眼前的奔驰车并不是他的,而是他的妻子杨柳的。
妻子是一个特别注重卫生的人,甚至都可以说有些洁癖。
所以她绝对不会容忍有人在她的车里抽烟,就算是赵一鸣也不可以。
同时,这也是赵一鸣极少开妻子车的原因。
今天要不是因为他送货的面包车出了故障,也不会跟妻子借车出来送货。
如今车子出了这档子事情,让他如何跟妻子交代。
这时一旁的洗车小哥凑到跟前一脸苦涩道,
“鸣哥,要不今天这洗车的钱算我的,就当是给你赔个不是。”
赵一鸣摇摇头,
“既然不是你们烫的,那也就跟你们没关系,洗车的钱该多少就是多少。”
“鸣哥,还是你为人仗义。”
洗车小哥感激涕零。
赵一鸣顺手把那截烟头装进自己的兜里,掏出手机付了洗车钱。
“鸣哥,欢迎下次光临。

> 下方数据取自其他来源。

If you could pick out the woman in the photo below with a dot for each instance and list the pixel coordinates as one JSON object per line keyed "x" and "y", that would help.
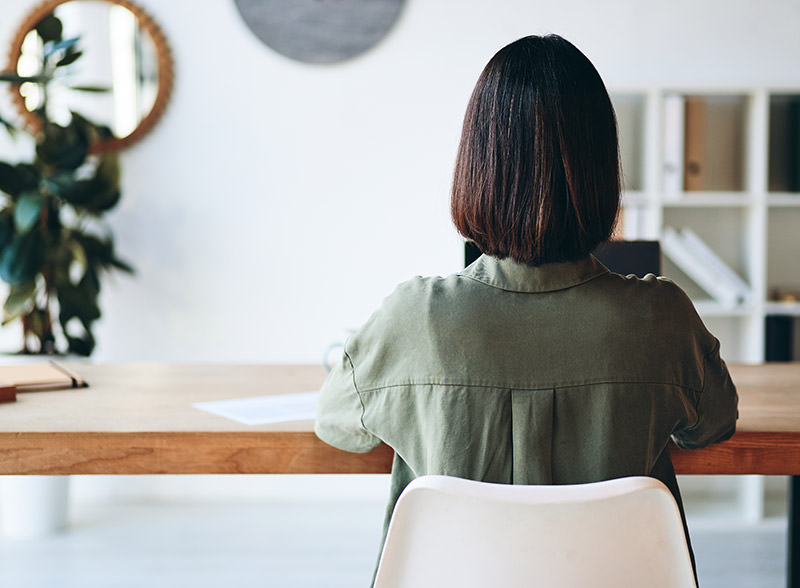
{"x": 536, "y": 364}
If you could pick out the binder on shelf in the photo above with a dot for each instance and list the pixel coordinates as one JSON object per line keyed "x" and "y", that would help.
{"x": 704, "y": 267}
{"x": 673, "y": 145}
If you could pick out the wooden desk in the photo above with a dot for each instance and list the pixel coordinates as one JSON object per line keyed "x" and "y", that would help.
{"x": 138, "y": 419}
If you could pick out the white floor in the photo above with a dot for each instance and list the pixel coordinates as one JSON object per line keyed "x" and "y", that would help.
{"x": 295, "y": 543}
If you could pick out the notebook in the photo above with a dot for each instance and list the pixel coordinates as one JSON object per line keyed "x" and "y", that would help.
{"x": 36, "y": 376}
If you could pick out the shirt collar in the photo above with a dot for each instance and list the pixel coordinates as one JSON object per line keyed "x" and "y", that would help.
{"x": 507, "y": 274}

”
在洗车小哥的恭送中,赵一鸣带着满脑子疑问向着奔驰车走去。
刚走两步,顿时觉得哪里不对劲,于是立马转头看向洗车小哥。
“扑通。”
小哥见状直接双膝跪地,
“大哥,真不是我烫的!”
“好好好……”
赵一鸣一惊,急忙扶起小哥,有些不好意思的拍拍他的肩,
“我相信这事跟你没关系,你做事去吧。”
说完回到奔驰车上,驾车缓缓驶出清洗车间,最终停到路边。
此刻的赵一鸣实在是想不通,到底是谁在车上抽的烟?
虽然他以前也抽这个牌子,可是自从他的父亲赌博败光了家产后,就改抽利群了。
现在距离他改抽利群已经有2年有余了,但车上的这根烟头还很新,明显不是他抽的。
就算他现在还抽大重九,那在没在车上抽过烟,他不可能不知道吧。
“难道有人开过她的车?”
“也不对,烟头是被洗车的小哥从后座发现的,所以根本不可能是开车的人抽的。”
“那就只有一个可能了,有人坐过她的车,并且还在车里抽了这支烟。”
可是问题又来了,就连他都不能在车里抽烟,那还能有谁可以在车里抽烟,而且极有可能是当着妻子的面抽。
赵一鸣感觉事情有点复杂,一时有些理不清头绪。
叮叮叮……”
手机铃声传来。
赵一鸣急忙把那截烟头揣进兜里,掏出手机接听电话。
“老公,货送完了吗?我还急等着用车呢。”
电话是赵一鸣的妻子杨柳打来的,声音有些焦急还附带着一丝撒娇的口吻。
“好好好,老婆你等等,我这就给你送过去。”
“知道你爱干净,我特意找了一家洗车店给你洗了洗车。”
“还是老公你最懂我,到了银行给我打电话,么!”
电话挂断,赵一鸣再次看了一眼那被烟头烫的洞,一声长叹,
“哎!”
“是福不是祸,是祸躲不过。”
硬着头皮启动车辆,直奔妻子工作的银行。
杨柳跟赵一鸣在大学相恋,毕业后二人直接奉子成婚。
婚后,赵一鸣的父亲给杨柳在银行安排了一个工作,也算是遂了她的心愿。
车子停到了银行楼下,赵一鸣电话通知了杨柳一声后,没敢做过多停留,直接打车回了自己的烟酒店。
生死有命,富贵在天。
赵一鸣的父亲赌博败光了家产,随后选择跳楼结束自己罪孽的一生。
母亲也因为父亲的跳楼而深受打击,半年后撒手人寰。
而给赵一鸣留下的唯一遗产,就是一套房子,还有买给杨柳的那辆奔驰车,还有就是车库里那些数不清的烟酒。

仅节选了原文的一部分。